FranckCo commented 5 years ago

Decided during May 7 meeting: define what sub-classes of StatisticalDataset we want.

Example candidate: TimeSeries.

Linked to issue #6.

JALinnerud commented 3 years ago

Event History?

JALinnerud commented 3 years ago

Checking GSIM v1.2 Dataset Definition: An organized collection of data. Explanatory text: Examples of Data Sets could be observation registers, time series, longitudinal data, survey data, rectangular data sets, event-history data, tables, data tables, cubes, registers, hypercubes, and matrixes. A broader term for Data Set could be data. A narrower term for Data Set could be data element, data record, cell, field.

abrycsaba commented 3 years ago

There was an ADMIN VIP project in the EU, named ADMIN. That is what I found for data classification: https://ec.europa.eu/eurostat/cros/content/statistical-data_en

In my opinion we should take into consideration only those statistical data classifications (from point of view of aggregation or level of process e.g) which can be used as parameters for IT application later on handling those kind of data. This parameter can trigger different kind of tasks for different kind of data sets in an IT application.

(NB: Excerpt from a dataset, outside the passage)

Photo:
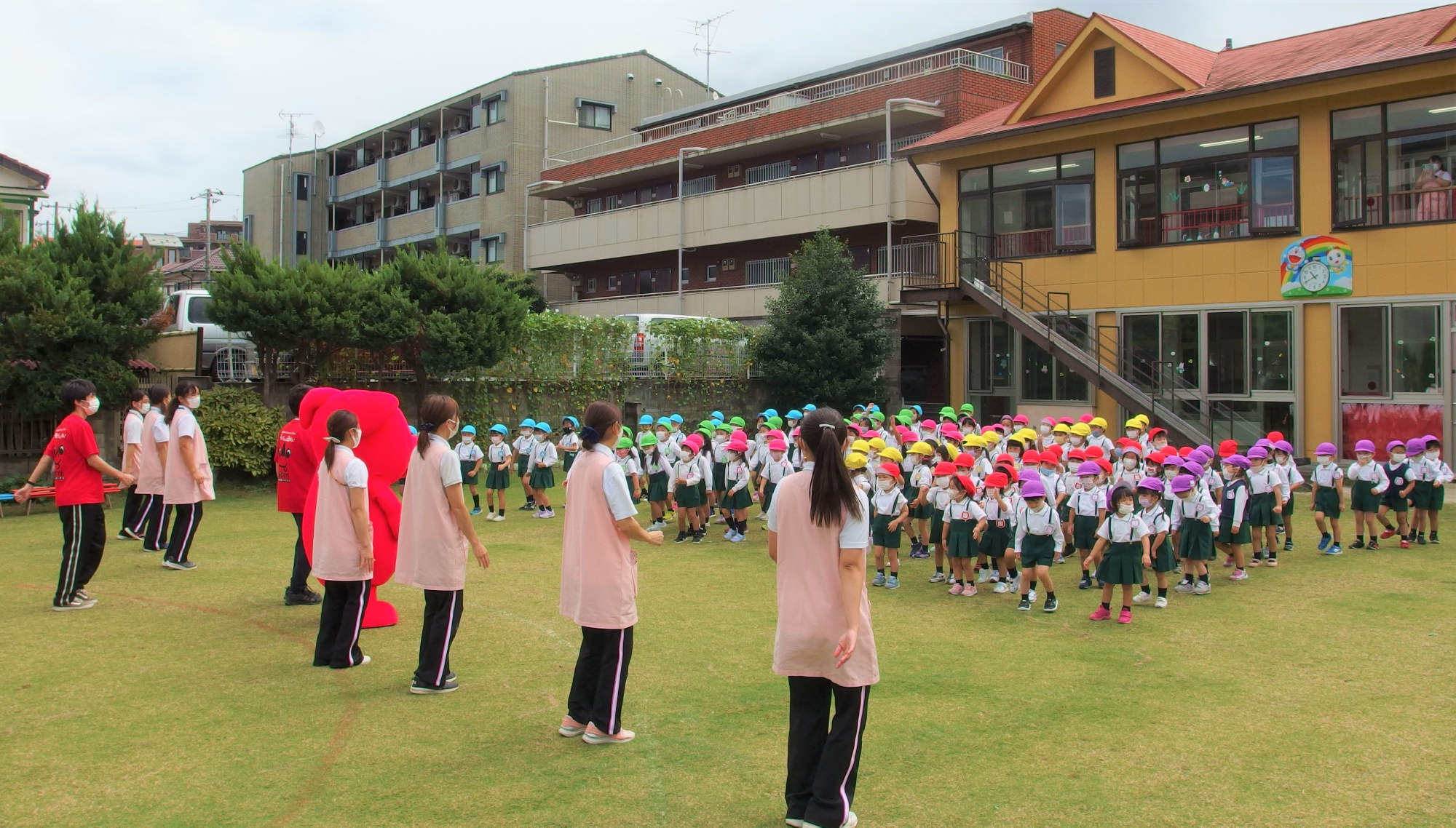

JALinnerud commented 3 years ago

I remember that pre-GSIM we had classifications, but while creating GSIM it was pointed out that our classifications are more strict than other classifications ( its elements are mutually exclusive and complete) so we were persuaded to call the GSIM information object Statistical Classification. I am not convinced that our datasets are any different from anyone elses datasets. I do not see an advantage in creating a specialisation. Our GSIM Datasets do inherit from Identifiable Artefact so maybe that is an essential difference? Maybe we could just use themes or domains to say that our datsets are within statistics? The same could be done for almost all GSIM information objects so that we do not need to put 'Statistical' in front of them all. Or maybe we could use a name space gsim: ?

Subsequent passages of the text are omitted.